In the 1990s, reports appeared describing a unique basal left ventricular (LV) cardiomyopathy with apical sparing that was seen in some cases of intracerebral hemorrhage. This is the opposite of the more common apical wall motion abnormalities in coronary artery disease. Also, the LV areas involved did not conform to the usual coronary artery territories. In the early 2000s, reports appeared, mainly from Japan, of an apical ballooning cardiomyopathy with clinical features suggestive of acute MI but with normal coronary arteries. Because of the LV angiographic appearance that resembled an octopus-trapping jar, Japanese researchers called it Takotsubo syndrome. In many of these early reports, the syndrome seemed to be precipitated by emotional stress and was observed more often in women. In the last decade, a mid-LV wall version of Takotsubo was described by Mayo Clinic physicians. Now, it is clear that all these conditions are manifestations of some emotional or physical stress and are more properly called SCM, even though the particular stress is not always easily discernible.
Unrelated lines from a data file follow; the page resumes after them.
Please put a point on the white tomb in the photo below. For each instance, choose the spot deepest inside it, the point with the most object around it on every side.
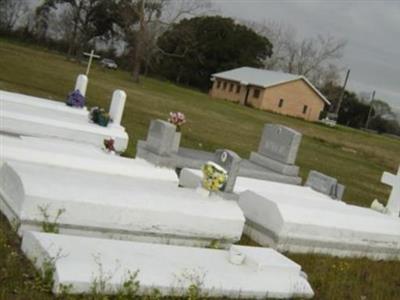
(81, 131)
(300, 219)
(119, 207)
(170, 269)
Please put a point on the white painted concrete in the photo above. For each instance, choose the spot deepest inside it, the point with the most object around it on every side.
(40, 107)
(117, 106)
(81, 84)
(116, 206)
(393, 204)
(299, 219)
(78, 130)
(79, 156)
(171, 269)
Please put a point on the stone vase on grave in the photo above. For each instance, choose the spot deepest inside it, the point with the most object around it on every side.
(176, 142)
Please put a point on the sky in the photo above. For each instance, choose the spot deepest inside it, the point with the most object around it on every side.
(371, 28)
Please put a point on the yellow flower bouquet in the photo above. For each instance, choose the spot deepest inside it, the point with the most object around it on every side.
(214, 177)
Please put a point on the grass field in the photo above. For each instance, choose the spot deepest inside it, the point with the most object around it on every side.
(355, 157)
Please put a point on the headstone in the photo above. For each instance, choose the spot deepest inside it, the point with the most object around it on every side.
(117, 106)
(393, 205)
(280, 143)
(160, 137)
(230, 161)
(325, 184)
(81, 84)
(171, 269)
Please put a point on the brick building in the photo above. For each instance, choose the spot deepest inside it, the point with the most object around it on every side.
(282, 93)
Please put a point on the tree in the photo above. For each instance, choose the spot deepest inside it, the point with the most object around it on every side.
(312, 57)
(10, 12)
(143, 21)
(200, 46)
(83, 20)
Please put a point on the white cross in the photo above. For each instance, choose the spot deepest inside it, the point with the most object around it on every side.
(393, 205)
(91, 56)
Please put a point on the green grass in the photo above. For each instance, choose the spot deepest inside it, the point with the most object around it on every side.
(355, 157)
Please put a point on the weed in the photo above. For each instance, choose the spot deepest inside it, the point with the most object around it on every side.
(48, 225)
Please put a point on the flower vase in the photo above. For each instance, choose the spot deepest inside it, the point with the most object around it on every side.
(176, 142)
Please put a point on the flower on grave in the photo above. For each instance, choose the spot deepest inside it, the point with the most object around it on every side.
(177, 118)
(214, 177)
(109, 144)
(99, 116)
(76, 99)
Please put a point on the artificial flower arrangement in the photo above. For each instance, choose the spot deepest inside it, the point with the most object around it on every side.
(99, 116)
(177, 118)
(109, 145)
(76, 99)
(214, 177)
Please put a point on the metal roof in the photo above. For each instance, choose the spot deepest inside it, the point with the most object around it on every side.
(263, 78)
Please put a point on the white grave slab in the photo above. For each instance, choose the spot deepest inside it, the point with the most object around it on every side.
(300, 219)
(170, 269)
(41, 107)
(80, 156)
(81, 131)
(118, 207)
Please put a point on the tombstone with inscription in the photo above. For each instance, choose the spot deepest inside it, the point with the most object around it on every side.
(325, 184)
(274, 161)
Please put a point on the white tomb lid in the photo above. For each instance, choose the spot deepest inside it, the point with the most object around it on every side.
(119, 206)
(167, 268)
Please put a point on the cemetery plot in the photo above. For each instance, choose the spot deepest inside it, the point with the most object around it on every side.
(299, 219)
(170, 269)
(95, 204)
(41, 107)
(79, 156)
(79, 131)
(274, 160)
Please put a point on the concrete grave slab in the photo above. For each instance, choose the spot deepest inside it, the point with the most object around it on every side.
(79, 156)
(118, 207)
(325, 184)
(264, 273)
(78, 130)
(300, 219)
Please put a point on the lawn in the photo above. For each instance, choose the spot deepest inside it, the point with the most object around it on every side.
(355, 157)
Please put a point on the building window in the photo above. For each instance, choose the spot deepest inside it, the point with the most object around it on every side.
(238, 89)
(256, 93)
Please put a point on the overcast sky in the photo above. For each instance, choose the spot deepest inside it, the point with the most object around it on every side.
(372, 29)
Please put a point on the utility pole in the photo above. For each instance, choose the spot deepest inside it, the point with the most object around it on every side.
(339, 104)
(370, 109)
(91, 56)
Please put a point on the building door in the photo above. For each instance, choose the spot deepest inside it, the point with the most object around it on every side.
(247, 96)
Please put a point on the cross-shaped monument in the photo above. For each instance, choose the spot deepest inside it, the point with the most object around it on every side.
(393, 205)
(91, 56)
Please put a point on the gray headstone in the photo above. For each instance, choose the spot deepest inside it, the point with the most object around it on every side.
(230, 161)
(280, 143)
(160, 137)
(325, 184)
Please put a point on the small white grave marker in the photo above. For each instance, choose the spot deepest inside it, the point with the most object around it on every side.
(393, 205)
(81, 84)
(117, 106)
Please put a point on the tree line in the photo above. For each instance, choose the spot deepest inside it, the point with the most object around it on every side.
(180, 40)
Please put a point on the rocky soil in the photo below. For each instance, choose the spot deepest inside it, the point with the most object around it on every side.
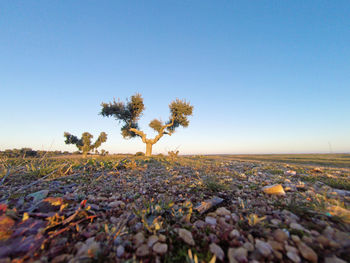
(192, 209)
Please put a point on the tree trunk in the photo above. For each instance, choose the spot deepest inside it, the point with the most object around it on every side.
(149, 149)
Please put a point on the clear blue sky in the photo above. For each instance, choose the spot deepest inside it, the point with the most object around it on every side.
(263, 76)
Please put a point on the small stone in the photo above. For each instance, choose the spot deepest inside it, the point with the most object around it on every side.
(275, 189)
(291, 249)
(237, 254)
(278, 254)
(199, 224)
(186, 236)
(323, 240)
(234, 233)
(138, 239)
(296, 226)
(120, 251)
(334, 259)
(235, 217)
(117, 204)
(264, 248)
(142, 251)
(290, 172)
(222, 211)
(162, 238)
(276, 245)
(248, 246)
(293, 257)
(276, 222)
(152, 240)
(217, 251)
(210, 220)
(89, 249)
(58, 259)
(38, 196)
(279, 235)
(296, 239)
(307, 252)
(160, 248)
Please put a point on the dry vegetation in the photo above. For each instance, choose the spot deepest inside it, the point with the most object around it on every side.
(174, 209)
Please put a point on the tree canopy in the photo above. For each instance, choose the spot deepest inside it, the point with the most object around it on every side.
(84, 143)
(130, 112)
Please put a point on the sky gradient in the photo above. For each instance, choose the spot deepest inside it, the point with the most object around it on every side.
(263, 76)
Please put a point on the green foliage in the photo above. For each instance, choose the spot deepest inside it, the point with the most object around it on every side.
(180, 110)
(84, 144)
(156, 125)
(128, 113)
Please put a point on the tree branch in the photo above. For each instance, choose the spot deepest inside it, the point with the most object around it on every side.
(162, 131)
(139, 133)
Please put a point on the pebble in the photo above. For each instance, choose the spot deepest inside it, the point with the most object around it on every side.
(276, 222)
(234, 233)
(334, 259)
(160, 248)
(120, 251)
(142, 251)
(279, 235)
(217, 251)
(248, 246)
(276, 245)
(222, 211)
(291, 249)
(290, 172)
(210, 220)
(237, 254)
(186, 236)
(199, 224)
(296, 226)
(138, 239)
(264, 248)
(117, 204)
(296, 239)
(307, 252)
(152, 240)
(162, 238)
(293, 257)
(275, 189)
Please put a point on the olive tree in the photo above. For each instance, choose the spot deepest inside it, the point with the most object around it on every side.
(84, 143)
(130, 112)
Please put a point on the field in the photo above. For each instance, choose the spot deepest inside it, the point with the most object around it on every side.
(222, 208)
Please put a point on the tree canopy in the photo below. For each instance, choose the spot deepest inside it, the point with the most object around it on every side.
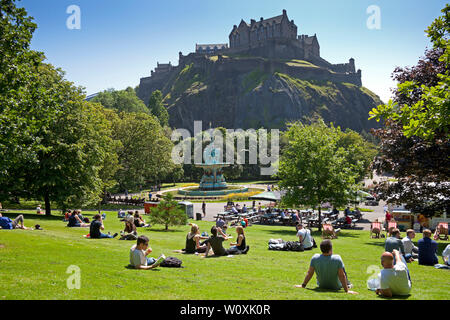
(415, 137)
(121, 100)
(316, 166)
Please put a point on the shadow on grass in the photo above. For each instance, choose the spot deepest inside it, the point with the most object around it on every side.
(379, 244)
(162, 230)
(129, 267)
(393, 297)
(317, 289)
(26, 216)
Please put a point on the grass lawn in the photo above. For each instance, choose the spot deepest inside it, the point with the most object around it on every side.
(33, 265)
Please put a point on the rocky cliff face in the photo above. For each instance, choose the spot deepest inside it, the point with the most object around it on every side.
(247, 94)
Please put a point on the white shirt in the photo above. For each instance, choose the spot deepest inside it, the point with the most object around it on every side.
(396, 279)
(408, 245)
(306, 237)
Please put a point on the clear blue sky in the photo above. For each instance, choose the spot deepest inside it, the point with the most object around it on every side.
(121, 41)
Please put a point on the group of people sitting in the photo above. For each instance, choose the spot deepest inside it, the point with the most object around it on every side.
(425, 251)
(18, 223)
(394, 279)
(195, 244)
(331, 275)
(132, 221)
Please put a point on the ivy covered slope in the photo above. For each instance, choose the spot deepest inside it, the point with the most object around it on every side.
(234, 95)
Instead of using the wall motion abnormality pattern, Ghadri et al proposed classifying SCM based on the initiating stress. They identified three basic stress categories: I-emotional, II-physical (which is divided into two subcategories, IIa physical activity, medical illness, or postprocedural, and IIb, which is neurologic disease), and III-no identified stress. Their argument for this classification is their data showed different mortality outcomes for these three categories. Type II is divided because neurologic disease patients receive a worse prognosis than other physical stress SCM patients. Ghadri et al believe this categorization based on prognosis makes more clinical sense than one based on where the wall motion abnormalities are.
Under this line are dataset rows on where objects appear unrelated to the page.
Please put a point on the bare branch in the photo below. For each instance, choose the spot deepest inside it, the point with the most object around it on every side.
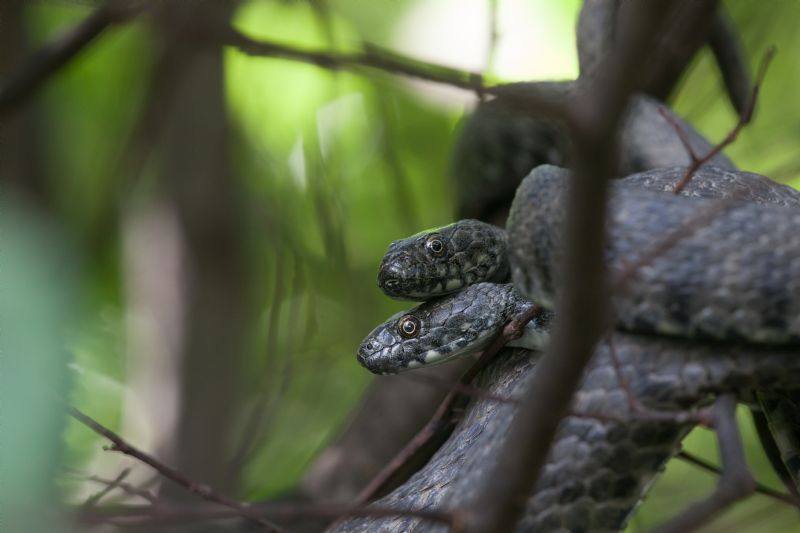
(760, 488)
(736, 481)
(171, 512)
(584, 297)
(204, 491)
(22, 84)
(744, 120)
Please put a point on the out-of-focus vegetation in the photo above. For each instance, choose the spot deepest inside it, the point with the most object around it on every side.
(332, 166)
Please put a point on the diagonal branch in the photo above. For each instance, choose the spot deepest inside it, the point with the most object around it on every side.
(204, 491)
(736, 481)
(583, 300)
(23, 83)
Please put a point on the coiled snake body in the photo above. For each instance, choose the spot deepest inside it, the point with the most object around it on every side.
(598, 470)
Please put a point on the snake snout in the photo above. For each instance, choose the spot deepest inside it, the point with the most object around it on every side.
(392, 277)
(369, 356)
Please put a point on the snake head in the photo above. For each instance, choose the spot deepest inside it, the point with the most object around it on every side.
(440, 329)
(444, 260)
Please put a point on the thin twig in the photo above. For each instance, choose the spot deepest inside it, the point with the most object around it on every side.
(204, 491)
(736, 481)
(110, 485)
(176, 512)
(670, 240)
(701, 463)
(744, 120)
(123, 486)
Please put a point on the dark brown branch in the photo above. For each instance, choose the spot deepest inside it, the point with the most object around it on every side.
(744, 120)
(280, 511)
(123, 486)
(373, 57)
(760, 488)
(727, 49)
(23, 84)
(204, 491)
(527, 99)
(670, 240)
(110, 485)
(583, 300)
(736, 481)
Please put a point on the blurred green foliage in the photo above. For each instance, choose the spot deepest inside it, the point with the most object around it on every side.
(335, 165)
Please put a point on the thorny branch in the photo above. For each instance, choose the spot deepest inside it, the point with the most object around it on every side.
(204, 491)
(250, 512)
The data supporting this categorization from the InterTAK Registry are not surprising since physical trauma, such as surgery, and serious diseases, such as subarachnoid hemorrhage, affect prognosis regardless of the presence or absence of SCM. Clearly layering a cardiomyopathy on top of these conditions will only increase mortality. Interestingly, even when no trigger is found, the prognosis is worse than if there was a clear emotional trigger. Ghadri et al also confirmed what others have shown: Long-term mortality for SCM is equal to that of ACS (20% at five years for both), but varies by stressor. The five-year mortality for SCM in the registry was 30% for physical trauma, 15% for no triggering event, and 9% for emotional stress. Thus, there seems to be two drivers of mortality: the cardiomyopathy and the triggering illness. Cardiomyopathy usually improves or normalizes, especially in the emotional stress category. When it does not, mortality increases. Also, when SCM is so profound as to cause cardiogenic shock, mortality naturally increases.